Dengan mengizinkan pemakaian bibit GMO, produktivitas kedelai di dalam negeri diharapkan naik dari rata-rata 1,6-2 ton per hektar saat ini menjadi 3,5-4 ton per hektar. Pemerintah juga menargetkan perluasan areal tanam kedelai menjadi 1 juta hektar dalam kurun 2-3 tahun ke depan. Salah satunya melalui sistem penanaman tumpang sari dengan jagung.
Sederet rencana itu terkesan ideal guna mendongkrak produksi kedelai. Sebab, Indonesia terjebak makin dalam di lubang ketergantungan kedelai impor, porsinya mencapai sekitar 90 persen dari total kebutuhan yang mencapai 2,4-3 juta ton per tahun.
Amerika Serikat, Brasil, dan Argentina merupakan negara utama sumber impor kedelai Indonesia. Selama tahun 2015-2019, impor dari ketiga negara itu mencakup lebih dari 95 persen kedelai yang diimpor Indonesia.
Tak menguntungkan
Kedelai adalah satu dari tiga komoditas ”emas” di sektor pangan yang berulang menjadi sasaran program pemerintah. Kabinet Reformasi di era Presiden BJ Habibie, misalnya, mengusung program Gerakan Mandiri Padi, Kedelai, dan Jagung (Gema Palagung) tahun 1998. Sementara Kabinet Kerja di era Presiden Joko Widodo mengusung program Upaya Khusus Padi Jagung Kedelai (Upsus Pajale) tahun 2015.
Kedelai juga punya instrumen regulasi yang relatif lebih lengkap dibandingkan komoditas lain. Guna melindungi petani, misalnya, ada Peraturan Presiden Nomor 20 Tahun 2017 tentang Penugasan kepada Bulog dalam Rangka Ketahanan Pangan Nasional. Regulasi ini mengamanatkan Bulog untuk menjaga ketersediaan dan stabilisasi harga di tingkat konsumen dan produsen.
Akan tetapi, bukannya makin mandiri, Indonesia justru semakin bergantung pada kedelai impor.

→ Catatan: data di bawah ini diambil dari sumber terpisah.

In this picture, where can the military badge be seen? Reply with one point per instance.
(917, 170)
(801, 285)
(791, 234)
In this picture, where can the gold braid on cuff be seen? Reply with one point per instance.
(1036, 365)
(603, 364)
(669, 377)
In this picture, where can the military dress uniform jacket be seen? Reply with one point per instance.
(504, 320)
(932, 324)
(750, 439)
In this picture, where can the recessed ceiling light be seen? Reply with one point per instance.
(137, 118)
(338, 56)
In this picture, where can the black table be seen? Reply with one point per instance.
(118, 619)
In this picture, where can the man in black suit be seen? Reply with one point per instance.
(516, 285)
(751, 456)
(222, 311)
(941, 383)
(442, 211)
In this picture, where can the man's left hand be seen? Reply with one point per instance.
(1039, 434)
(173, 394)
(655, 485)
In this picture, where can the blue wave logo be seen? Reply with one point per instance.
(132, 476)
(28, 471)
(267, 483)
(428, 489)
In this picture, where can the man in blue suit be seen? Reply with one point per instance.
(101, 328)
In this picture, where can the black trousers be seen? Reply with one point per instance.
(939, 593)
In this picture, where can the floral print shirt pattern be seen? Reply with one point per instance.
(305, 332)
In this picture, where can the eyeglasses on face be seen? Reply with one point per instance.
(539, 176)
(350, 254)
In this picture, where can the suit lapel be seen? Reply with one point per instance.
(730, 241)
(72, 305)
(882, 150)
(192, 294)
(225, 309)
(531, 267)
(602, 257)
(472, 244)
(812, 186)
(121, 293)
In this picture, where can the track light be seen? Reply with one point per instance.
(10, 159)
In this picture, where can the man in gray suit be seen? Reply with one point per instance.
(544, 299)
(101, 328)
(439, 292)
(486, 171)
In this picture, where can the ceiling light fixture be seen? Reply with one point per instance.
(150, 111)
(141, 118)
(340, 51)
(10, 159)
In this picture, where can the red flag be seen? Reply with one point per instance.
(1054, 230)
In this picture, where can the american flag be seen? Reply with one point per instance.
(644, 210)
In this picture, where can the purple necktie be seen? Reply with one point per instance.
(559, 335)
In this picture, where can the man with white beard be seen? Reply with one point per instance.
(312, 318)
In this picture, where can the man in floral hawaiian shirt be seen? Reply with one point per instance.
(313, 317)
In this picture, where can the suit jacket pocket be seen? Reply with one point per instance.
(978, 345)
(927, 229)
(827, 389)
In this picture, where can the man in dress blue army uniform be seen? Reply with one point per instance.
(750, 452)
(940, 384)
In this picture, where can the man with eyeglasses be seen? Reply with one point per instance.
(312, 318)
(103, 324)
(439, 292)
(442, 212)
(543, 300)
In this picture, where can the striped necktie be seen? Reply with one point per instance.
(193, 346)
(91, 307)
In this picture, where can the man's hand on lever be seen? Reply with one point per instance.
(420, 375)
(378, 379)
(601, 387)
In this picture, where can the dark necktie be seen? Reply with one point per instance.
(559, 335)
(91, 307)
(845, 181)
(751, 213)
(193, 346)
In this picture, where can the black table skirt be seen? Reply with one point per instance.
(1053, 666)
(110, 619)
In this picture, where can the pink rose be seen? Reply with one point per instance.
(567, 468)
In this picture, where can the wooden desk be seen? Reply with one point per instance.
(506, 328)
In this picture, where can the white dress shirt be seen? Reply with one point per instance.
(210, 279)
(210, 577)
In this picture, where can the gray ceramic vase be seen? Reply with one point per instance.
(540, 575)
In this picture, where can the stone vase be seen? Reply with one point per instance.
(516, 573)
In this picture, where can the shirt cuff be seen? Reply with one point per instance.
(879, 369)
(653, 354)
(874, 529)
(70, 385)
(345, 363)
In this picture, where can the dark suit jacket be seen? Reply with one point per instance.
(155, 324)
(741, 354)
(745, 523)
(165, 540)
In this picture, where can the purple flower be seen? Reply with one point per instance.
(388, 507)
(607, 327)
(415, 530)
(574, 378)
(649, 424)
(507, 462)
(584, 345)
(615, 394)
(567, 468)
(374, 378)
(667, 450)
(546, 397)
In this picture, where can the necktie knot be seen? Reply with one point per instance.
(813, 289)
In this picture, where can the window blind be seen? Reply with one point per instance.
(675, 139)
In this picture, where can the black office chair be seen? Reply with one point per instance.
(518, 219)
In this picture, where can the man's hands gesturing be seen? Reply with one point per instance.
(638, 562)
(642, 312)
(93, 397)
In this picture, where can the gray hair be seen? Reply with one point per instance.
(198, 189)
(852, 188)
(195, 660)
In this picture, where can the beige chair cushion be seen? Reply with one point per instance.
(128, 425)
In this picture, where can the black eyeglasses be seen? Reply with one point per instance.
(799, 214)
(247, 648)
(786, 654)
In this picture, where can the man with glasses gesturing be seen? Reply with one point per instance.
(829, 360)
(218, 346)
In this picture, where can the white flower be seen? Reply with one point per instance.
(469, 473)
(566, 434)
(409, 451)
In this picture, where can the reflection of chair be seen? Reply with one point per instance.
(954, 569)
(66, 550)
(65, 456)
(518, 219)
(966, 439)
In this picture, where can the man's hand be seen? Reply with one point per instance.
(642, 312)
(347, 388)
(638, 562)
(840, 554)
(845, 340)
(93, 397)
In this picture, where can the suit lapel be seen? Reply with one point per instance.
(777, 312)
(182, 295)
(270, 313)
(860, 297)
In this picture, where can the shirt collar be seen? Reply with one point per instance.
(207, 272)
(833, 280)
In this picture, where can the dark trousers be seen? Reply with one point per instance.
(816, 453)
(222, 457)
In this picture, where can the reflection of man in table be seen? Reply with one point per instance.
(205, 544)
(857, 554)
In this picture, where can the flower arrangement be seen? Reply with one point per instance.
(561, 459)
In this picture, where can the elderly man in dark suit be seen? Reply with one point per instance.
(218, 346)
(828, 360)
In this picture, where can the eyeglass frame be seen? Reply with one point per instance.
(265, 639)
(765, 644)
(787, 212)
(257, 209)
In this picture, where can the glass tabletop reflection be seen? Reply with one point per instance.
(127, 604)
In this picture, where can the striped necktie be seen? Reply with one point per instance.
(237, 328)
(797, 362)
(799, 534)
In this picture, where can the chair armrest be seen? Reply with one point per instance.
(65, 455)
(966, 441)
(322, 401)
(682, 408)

Setelah mencapai angka tertinggi, yakni 1,86 juta ton tahun 1992, produksi kedelai nasional terus turun menjadi kurang dari 0,4 juta ton tahun lalu. Sementara impornya naik dari sekitar 300.000 ton tahun 1985 menjadi 2,49 juta ton tahun lalu.
Rasio ketergantungan Indonesia pada kedelai impor terus naik, yakni dari 70,11 persen tahun 2015 menjadi 86,39 persen pada tahun 2019. Kenaikan itu sejalan dengan rasio kecukupan dari produksi dalam negeri yang turun dari 29,91 persen (2015) jadi 13,71 persen (2019) serta penurunan produksi dari 963.183 ton (2015) jadi 424.189 ton (2019).
Kenapa demikian? Oleh karena tidak menguntungkan, petani meninggalkan kedelai dan beralih ke komoditas lain. Dengan jagung, misalnya, petani lebih tertarik menanam jagung. Sebab, dengan harga jagung yang hampir sama dengan kedelai, petani bisa memanen 6-7 ton jagung dari 1 hektar lahan, sementara kedelai hanya 1,6 ton.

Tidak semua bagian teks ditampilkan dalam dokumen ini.